Bartz is fronting O. Deletron, but unlike other projects in which he’s played guitar or bass, he’s only singing.
“When [Flynn] asked me to join in, I was like, ‘I don’t want to play anything, just write the lyrics and try the frontman avenue,’ ” he said.
For their debut show on Friday at Arlington’s Division Brewing, Flynn and company have worked up a set of six songs, though Flynn says they are working on more material.
“They’re all in various stages, like a car up on blocks in the driveway,” he said.

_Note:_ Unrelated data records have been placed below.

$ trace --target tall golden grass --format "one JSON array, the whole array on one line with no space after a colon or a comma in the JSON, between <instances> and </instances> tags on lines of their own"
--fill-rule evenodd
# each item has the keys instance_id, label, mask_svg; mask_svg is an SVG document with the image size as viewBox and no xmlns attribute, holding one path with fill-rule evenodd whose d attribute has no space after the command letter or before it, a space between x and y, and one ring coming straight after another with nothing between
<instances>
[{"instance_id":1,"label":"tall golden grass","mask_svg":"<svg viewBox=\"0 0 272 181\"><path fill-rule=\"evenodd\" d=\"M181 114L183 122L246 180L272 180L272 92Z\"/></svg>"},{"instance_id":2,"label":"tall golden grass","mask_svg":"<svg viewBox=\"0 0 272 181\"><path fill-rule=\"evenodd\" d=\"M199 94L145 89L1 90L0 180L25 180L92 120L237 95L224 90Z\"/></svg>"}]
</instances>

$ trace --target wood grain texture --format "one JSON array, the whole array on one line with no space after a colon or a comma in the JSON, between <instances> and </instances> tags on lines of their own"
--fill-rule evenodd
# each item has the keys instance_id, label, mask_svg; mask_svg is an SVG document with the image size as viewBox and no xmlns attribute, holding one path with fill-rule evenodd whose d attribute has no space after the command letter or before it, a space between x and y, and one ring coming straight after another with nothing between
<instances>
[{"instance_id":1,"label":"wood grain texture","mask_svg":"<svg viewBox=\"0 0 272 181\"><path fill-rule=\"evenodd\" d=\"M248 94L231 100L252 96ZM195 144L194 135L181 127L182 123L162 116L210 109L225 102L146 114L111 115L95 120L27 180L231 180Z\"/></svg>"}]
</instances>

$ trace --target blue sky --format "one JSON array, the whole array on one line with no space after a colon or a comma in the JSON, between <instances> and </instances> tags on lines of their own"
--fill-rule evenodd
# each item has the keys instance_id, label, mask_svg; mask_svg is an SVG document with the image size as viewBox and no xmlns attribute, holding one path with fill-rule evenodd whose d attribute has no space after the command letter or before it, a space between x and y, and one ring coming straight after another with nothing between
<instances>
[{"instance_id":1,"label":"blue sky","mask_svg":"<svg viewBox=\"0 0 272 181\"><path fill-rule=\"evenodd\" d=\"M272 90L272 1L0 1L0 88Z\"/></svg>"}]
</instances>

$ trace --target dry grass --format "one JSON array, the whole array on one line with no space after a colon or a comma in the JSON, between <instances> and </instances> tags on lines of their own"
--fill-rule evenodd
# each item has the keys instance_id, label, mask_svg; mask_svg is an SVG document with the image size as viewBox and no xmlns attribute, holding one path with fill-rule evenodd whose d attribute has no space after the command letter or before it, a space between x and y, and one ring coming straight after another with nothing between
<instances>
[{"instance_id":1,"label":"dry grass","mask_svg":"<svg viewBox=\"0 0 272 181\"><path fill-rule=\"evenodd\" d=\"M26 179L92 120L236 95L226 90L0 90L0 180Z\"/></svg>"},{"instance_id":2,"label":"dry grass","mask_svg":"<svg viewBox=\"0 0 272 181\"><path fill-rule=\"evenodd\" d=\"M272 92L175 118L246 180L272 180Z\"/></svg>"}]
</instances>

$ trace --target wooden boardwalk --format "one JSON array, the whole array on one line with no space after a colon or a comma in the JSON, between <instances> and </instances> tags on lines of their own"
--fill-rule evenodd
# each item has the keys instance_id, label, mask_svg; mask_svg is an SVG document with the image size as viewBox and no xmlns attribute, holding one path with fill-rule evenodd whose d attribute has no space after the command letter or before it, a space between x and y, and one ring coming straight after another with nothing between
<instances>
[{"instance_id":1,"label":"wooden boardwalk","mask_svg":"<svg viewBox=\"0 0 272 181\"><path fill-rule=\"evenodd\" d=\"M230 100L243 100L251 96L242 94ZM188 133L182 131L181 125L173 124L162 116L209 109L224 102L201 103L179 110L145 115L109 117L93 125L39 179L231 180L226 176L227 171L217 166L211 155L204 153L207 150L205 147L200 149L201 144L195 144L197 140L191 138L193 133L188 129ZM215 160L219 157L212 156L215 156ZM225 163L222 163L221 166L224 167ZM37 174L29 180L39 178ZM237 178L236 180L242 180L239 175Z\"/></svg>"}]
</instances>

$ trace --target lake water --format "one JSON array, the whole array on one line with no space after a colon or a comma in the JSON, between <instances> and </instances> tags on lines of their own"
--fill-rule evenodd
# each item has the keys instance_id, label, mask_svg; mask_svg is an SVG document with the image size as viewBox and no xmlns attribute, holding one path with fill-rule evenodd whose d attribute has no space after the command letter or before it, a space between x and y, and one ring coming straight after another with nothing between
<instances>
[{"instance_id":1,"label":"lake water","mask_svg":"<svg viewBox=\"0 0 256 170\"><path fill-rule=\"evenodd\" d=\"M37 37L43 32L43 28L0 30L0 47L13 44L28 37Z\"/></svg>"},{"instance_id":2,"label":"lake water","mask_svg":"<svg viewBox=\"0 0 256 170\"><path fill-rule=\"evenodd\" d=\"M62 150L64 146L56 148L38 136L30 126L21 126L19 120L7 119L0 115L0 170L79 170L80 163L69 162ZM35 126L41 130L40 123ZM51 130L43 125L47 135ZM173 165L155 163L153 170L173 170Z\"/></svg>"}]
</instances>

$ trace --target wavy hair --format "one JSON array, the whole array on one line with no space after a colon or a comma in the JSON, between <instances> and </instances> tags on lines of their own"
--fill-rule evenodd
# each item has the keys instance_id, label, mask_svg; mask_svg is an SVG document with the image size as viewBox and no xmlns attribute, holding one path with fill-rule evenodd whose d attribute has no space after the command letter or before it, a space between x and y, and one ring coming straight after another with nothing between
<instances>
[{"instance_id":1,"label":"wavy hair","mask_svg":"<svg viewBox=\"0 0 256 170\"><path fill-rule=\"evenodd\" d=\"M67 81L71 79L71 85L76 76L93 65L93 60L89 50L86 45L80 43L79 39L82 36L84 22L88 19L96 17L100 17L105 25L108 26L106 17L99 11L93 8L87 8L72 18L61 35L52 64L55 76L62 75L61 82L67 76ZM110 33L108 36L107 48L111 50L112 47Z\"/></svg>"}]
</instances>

The band’s name comes from a species of Pacific Ocean squid known for its unusual method of distracting and escaping predators: When threatened, it lodges one of its hooked tentacles into the body of a would-be predator before ripping itself away from its own appendage to escape, leaving its assailant confused and hungry. Its mating habits are kind of wacky, too. Because their habitat is the murky depths of the ocean’s pelagic zone, the squids can hardly see anything. Thus, males of the species have trouble discerning the difference between genders, attaching their sperm packets to any other O. Deletron they run across and hoping for the best.
Given the unusual, lyrics-focused way Flynn and Bartz came up with the songs, naming their band after such an unusual creature is apt. Flynn gives Bartz “all the credit” for his lyrics. He said it’s the most fun he’s had being in a group. And connecting within a group is an important theme in Flynn’s videos and Bartz’ words. In “Picture Yourself Here,” Bartz muses wistfully about car rides and summer days over footage of Flynn’s friends lounging in some living room 25 years ago. They’re young and laughing, beers in hand, and as the POV whips back and forth from face to face, Bartz repeats “Feel like it’s over,” as the song draws to a close. It’s nostalgic and autumnal, and it makes you realize that the videos you snap now will mean a lot more when you’re old.
9pm Friday w/Jay Satellite and Cameron Smith at Division Brewing, 506 E Main St, Arlington. $5. 682-276-1276.